For Lee it was perfect—“I was going to be an invisible servant. Part of this machine.”

  But Resource One failed Lee, who was far ahead of the group in realizing that the social uses of technology would depend on exercising something akin to the Hacker Ethic. The others in the group did not grow up yearning for hands-on technology . . . their connection to it was not visceral but intellectual. As a result, they would argue about how the machine should be used instead of throwing back the sheets and using it. It drove Lee crazy.

  Lee later explained: “We were prigs, we were intolerable esthetes. Anybody who wanted to use the machine had to come argue their case before our meeting. They had to plead to use it.” Lee wanted to change the group’s outlook to a more hacker-like, hands-on openness but did not have the pluck to make the social effort—his self-esteem had hit a low point. He rarely even had the courage to venture out of the building to face the world—when he did, he’d glumly note that the tenderloin district bums looked cleaner, more prosperous than he did. Other people in the collective tried to open him up; once during a meeting they borrowed a television camera from a video collective upstairs, and every time there was laughter in the group they would zoom in on Lee, invariably poker-faced. Looking at the tape afterward, he could see what he was becoming—heartless. “I felt like I couldn’t afford to have a heart,” he later said. “I could see this happening, but I was pushing them away.”

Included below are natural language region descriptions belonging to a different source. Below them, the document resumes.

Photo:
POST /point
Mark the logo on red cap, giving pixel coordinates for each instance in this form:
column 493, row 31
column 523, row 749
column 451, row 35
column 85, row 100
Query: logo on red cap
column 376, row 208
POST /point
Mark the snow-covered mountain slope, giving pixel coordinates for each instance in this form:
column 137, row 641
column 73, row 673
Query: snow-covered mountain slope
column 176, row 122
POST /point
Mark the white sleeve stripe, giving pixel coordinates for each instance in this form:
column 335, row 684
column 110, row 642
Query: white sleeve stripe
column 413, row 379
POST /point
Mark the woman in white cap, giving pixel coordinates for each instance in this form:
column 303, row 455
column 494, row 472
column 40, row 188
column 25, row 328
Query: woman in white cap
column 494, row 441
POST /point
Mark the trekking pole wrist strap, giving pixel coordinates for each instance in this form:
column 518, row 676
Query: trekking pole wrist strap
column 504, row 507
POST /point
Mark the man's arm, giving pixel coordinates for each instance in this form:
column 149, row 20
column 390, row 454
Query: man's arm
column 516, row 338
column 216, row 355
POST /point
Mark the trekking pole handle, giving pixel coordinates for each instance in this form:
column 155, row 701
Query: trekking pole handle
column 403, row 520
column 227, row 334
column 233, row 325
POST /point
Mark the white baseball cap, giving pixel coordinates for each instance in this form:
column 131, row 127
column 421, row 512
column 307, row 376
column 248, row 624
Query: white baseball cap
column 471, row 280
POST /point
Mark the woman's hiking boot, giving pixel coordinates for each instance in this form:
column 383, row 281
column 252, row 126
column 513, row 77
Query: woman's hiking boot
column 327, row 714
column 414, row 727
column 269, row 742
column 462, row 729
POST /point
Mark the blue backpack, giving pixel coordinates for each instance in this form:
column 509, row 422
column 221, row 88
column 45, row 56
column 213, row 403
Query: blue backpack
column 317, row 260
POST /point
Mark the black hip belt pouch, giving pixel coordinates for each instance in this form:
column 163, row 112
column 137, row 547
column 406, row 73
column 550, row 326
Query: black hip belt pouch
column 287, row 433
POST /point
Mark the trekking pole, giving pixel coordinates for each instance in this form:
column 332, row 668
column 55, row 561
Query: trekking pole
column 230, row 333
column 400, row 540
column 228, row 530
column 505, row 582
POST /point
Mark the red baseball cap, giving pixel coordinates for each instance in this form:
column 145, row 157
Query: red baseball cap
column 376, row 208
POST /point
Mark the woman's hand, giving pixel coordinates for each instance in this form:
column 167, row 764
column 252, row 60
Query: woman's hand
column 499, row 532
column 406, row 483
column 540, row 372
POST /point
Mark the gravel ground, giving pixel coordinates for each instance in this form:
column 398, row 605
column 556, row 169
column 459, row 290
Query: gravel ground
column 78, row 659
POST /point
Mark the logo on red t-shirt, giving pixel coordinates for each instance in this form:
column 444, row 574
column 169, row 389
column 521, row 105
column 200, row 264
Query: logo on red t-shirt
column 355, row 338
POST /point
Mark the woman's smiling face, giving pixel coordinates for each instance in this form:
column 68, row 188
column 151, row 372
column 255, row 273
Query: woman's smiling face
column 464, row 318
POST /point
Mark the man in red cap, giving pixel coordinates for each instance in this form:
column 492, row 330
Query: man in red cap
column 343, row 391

  After that experience, he tried to become more active in influencing the group. He confronted one goldbricker who spent most of the day slowly sipping coffee. “What have you been doing?” Felsenstein demanded. The guy began talking about vague ideas, and Lee said, “I’m not asking you what you want to do, I’m asking what have you done?” But he soon realized that calling people down for their bullshit was futile: like an inefficient machine, the group’s architecture itself was flawed. It was a bureaucracy. And the hacker in Lee could not abide that. Fortunately around that time, the spring of 1973, Efrem Lipkin came to Resource One, to rescue Lee Felsenstein and get Community Memory off the ground.